Home » SD5 asks PM to restore mandatory census

Posted: February 10, 2015

SD5 asks PM to restore mandatory census

Southeast Kootenay, School District No. 5 (SD5) School Board of Trustees is urging Prime Minister Stephen Harper to restore a mandatory census in Canada.

The SD5 board outlined in a Jan. 14 letter to the Prime Minister, which included a motion approved by the board last November, that changes made by his government, making the census voluntary instead of mandatory, has left a derth in information that creates problems in funding formulas for the BC government.

The letter relates the board’s “concern for the lack of useful statistical data that is currently available to Canadians due to 2010 changes to the National Household Survey (NHS) – also known as the census — from mandatory to voluntary completion.

SD5logo“Recently our board inquired into the formula factors used for provincial funding for an important B.C. school district program, CommunityLINK. This program supports vulnerable students in communities across the province of B.C. and is based on a set of Vulnerable Student Supplement (VSS) formula factors that measure vulnerability based on economic conditions, social conditions and educational attainment.

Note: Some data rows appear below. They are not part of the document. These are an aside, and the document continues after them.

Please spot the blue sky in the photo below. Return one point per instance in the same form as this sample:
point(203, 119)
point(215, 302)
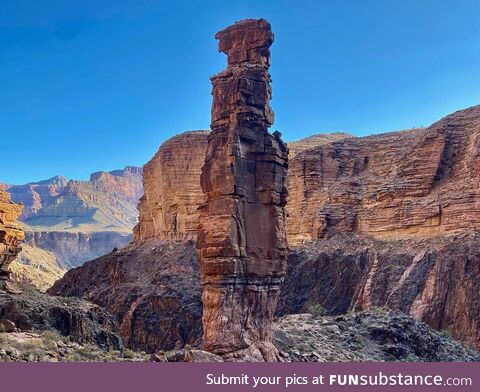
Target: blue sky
point(97, 85)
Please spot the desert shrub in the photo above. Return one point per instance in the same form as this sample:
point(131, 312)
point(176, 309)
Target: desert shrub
point(317, 310)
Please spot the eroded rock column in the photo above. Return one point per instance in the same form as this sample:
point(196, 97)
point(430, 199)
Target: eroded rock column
point(10, 237)
point(241, 238)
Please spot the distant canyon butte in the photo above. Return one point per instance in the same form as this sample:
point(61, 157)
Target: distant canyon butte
point(388, 220)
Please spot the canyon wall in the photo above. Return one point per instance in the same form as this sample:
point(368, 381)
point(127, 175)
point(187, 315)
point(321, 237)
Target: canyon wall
point(241, 238)
point(172, 192)
point(78, 221)
point(422, 182)
point(72, 249)
point(10, 236)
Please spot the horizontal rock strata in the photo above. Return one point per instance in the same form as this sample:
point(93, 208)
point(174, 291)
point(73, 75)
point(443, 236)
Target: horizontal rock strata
point(241, 239)
point(172, 191)
point(417, 183)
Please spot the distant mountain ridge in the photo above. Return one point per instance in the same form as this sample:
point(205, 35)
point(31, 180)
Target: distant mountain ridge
point(107, 202)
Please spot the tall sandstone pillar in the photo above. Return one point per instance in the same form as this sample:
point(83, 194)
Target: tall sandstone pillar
point(241, 239)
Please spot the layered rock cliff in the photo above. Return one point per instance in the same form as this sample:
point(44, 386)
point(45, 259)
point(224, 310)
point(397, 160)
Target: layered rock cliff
point(172, 191)
point(241, 238)
point(72, 249)
point(108, 201)
point(10, 236)
point(80, 220)
point(417, 183)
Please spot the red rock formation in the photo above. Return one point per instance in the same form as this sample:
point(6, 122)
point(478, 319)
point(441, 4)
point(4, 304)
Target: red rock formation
point(241, 240)
point(421, 182)
point(10, 235)
point(172, 191)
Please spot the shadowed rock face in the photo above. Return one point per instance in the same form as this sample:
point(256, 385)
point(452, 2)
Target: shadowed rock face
point(172, 191)
point(10, 235)
point(435, 280)
point(152, 288)
point(241, 238)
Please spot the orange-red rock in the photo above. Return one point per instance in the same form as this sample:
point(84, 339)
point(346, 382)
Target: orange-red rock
point(422, 182)
point(172, 191)
point(241, 239)
point(10, 235)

“Much of the data used to measure these VSS formula factors relies on Statistics Canada census data. Last year the BC Ministry of Education contacted BC Stats to inquire about 2011 census data and was informed that there are some concerns with the 2011 NHS data,” the SD5 board explained.

“In her October, 2014 correspondence to our District Principal of Student Services, Ministry policy analyst Nancy Needham states, “Stats Can has urged caution when using the data, particularly for longitudinal analysis, which has added new complexities to updating the VSS formula.”

“Obviously, as the NHS is now a voluntary survey there is no way of knowing where a count was complete and where it was not. This makes the possibility of receiving accurate longitudinal analysis almost impossible, especially in communities like those in our district whose populations are less than 25,000,” SD5’s letter continues.

“Without current, accurate data our provincial government can only guess where the vulnerable students in small B.C. communities reside, meaning that many districts may receive too little – or too much — CommunityLINK subsidy funding even though it is based on the VSS.

“Given that the Federal Government has the means to ensure accurate data collection as evidenced by years of usable data provided by the previously mandatory NHS results, it is simply unacceptable that our provincial government is put in the position of having to ‘guess’ how to spend tax dollars responsibly, especially given this time of fiscal restraint and accountability.”

Noting that it is for those reasons it passed the following motion at its November 12 (2014) meeting:

M/S that the Board write a joint letter with stakeholders to Prime Minister Harper urging his government to reconsider the changes of the National Household Survey from voluntary back to mandatory and that this letter be copied to Head of Statistics Canada, opposition party leaders, our local MP, the Premier and education ministers of BC and their opposition, our local MLA, presidents of the Canadian School Boards’ Association (CSBA), the BC School Trustees’ Association (BCSTA), Canadian School Boards’ Association (CFF), BC Teachers’ Federation (BCTF), National and BC Canadian Union of Public Employees (CUPE), BC Confederation of Parent Advisory Councils (BCCPAC)(for distribution to their members), local association chairs/presidents and to media.

“We sincerely hope your government will reconsider replacing the V-NHS with the original mandatory census in order to ensure that all tax dollars are being allocated in a fiscally responsible manner. We cannot imagine that BC CommunityLINK funding is the only casualty of ‘best guess’ economics due to the unreliability of the V-NHS,” the SD5 board letter concluded.

There is currently a private member’s bill before Parliament – Bill C-626 – from Ted Hsu, Liberal MP for Kingston, Ont., calling for the return of the long-form census.